Province of Noricum - trade routes determined the success

Province of Noricum - trade routes determined the success

From the Celtic kingdom, under the leadership of the Noric tribe, a Roman province of the same name had emerged, which was assigned to the Roman Empire with its capital Virunum (now Zollfeld near Maria Saal).

However, the limits of the province were constantly changing until the provincial status was surveyed. While the settlements Emona (Laibach), Poetovia (Ptuj, Pettau), Colonia Claudia Savaria (Steinamanger) and Scarbantia (Ödenburg) along the road from Aquileia to Carnuntum (the old Bernsteinstraße) were probably always Noric. With the establishment of the province of Pannonia this is affiliated. Carnuntum itself still belonged to Noricum in 6 AD, but was also joined to the province of Pannonia together with the Vienna basin.

Noricum was overrun by the Romans in the following centuries with a dense long-distance road network. Numerous milestones and other archaeological findings bear witness to this. The best-researched Roman street station Noricums is Immurium (Moosham, province of Salzburg), at the southern foot of the Radstädter Tauern Pass. Another important link was set up from Rome via Aquileia, Emona, Celeia, Poetovio to Carnuntum. Numerous side roads branched off into the Austrian Alps. At Aquileia one road went to Aguntum, another was going via Virunum to Ovilava (Wels). Also the Loiblpass was already existing by a mule path passing Emona. From Celeia one reached the Hüttenberg Erzgebirge as well as via Virunum to Iuvavum. The Murtal with Flavia Solva (near Leibnitz) was developed by Poetovio. The second most important connection led along the Danube Limes from the Pannonian Vindobona (Vienna) via Cetium (St. Pölten), Lauriacum (Lorch-Enns) to Boiodurum (Passau). At Lauriacum they branched off to Ovilava, which led to Luvavum (Salzburg).

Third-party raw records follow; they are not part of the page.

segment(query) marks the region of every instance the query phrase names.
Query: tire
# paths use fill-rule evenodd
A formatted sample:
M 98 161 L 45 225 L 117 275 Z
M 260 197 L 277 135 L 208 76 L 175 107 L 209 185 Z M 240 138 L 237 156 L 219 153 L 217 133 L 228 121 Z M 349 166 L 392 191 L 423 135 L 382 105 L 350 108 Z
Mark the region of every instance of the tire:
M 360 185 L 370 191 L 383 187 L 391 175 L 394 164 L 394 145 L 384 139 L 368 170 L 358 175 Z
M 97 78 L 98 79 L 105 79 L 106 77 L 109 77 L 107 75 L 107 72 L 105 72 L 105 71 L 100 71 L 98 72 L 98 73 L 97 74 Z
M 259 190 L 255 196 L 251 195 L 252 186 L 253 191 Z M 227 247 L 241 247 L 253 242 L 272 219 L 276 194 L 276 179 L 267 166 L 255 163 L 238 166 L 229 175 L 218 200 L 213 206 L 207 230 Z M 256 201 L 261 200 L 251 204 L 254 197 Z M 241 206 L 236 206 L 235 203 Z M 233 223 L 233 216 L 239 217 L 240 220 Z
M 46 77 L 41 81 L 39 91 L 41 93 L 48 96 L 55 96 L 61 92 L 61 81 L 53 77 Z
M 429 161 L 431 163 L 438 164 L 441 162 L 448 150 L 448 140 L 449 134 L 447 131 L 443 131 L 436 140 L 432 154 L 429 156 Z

The Amber Road is one of the old trade route between the Baltic Sea and the Adriatic Sea. Starting point is Aquileia or Venice, the end point is St. Petersburg. Already in prehistory, trade with amber started. In the area of ​​its findings at the Baltic Sea, Bernstein was already artistically worked on in the Neolithic Age, especially the treasure of Juodkrante, now shown in the Palanga Museum in Lithuania. From the copper age, around 5000 years ago, the oldest amber findings in Austria are 3 pearls found at Schletz in the Weinviertel, today in the Museum of Prehistory in Asparn on the Zaya. In the Bronze Age baltic amber appears in Upper Italy. On several routes Bernstein was traded from north to south, including along the rivers Rhine and Rhone to Marseille. However, to the flowering of the Amber trade during the Imperium Romanum, the route through Carnuntum, the Moravian Porte and Wroclaw became the most important amber road.

In Roman antiquity, amber was a sought-after gemstone. Pliny reports of an expedition on behalf of Nero to the Bernese coast. A Roman knight led a group of merchants from Carntunum to the land of the Aesten in today's Baltics. They brought large quantities of amber back to Rome, even nets of the arena were adorned with it. A large number of Roman coin finds along the entire route up to Lithuania suggest a lively trade.

Tiberius formed the old amber road into a military street. From Aquileia via Emona (today's Ljubljana) to Carnuntum on the Danube. The street was a via publica, means used for military and postal belongings of the first order. The tracks ran along gravelled dams with road trenches, wooden and stone bridges, but paving was only available in the cities. Traces of the Roman amber road are now found in Middle Burgenland.

North of the Danube there were no fixed roads. On the basis of findings, however, a route from Carnuntum along the March through the wine quarters and South Moravia. Through Olomouc, the road to Breslau in Silesia passed through the Great Polish region to the Baltic Sea near Gdansk and Lithuania.

In the second century Noricum suffered from the devastation of the Markomann wars. Under Emperor Marc Aurel, the 2nd Italian legion was stationed at the mouth of the river. Its commander was at the same time a provincial administrator with seat in Lauriacum or Ovilava. Increasingly it was also threatened by Germanic tribes, Virunum was abandoned and the capital moved from Inner Noricum to Teurnia. In 407, Alaric's army of the Visigoths invaded the province and demanded it as a settlement country for his followers, as "they would be largely devastated and incur only a small tax revenue." When this was rejected, Alaric entered Italy and marched to Rome and stormed the city.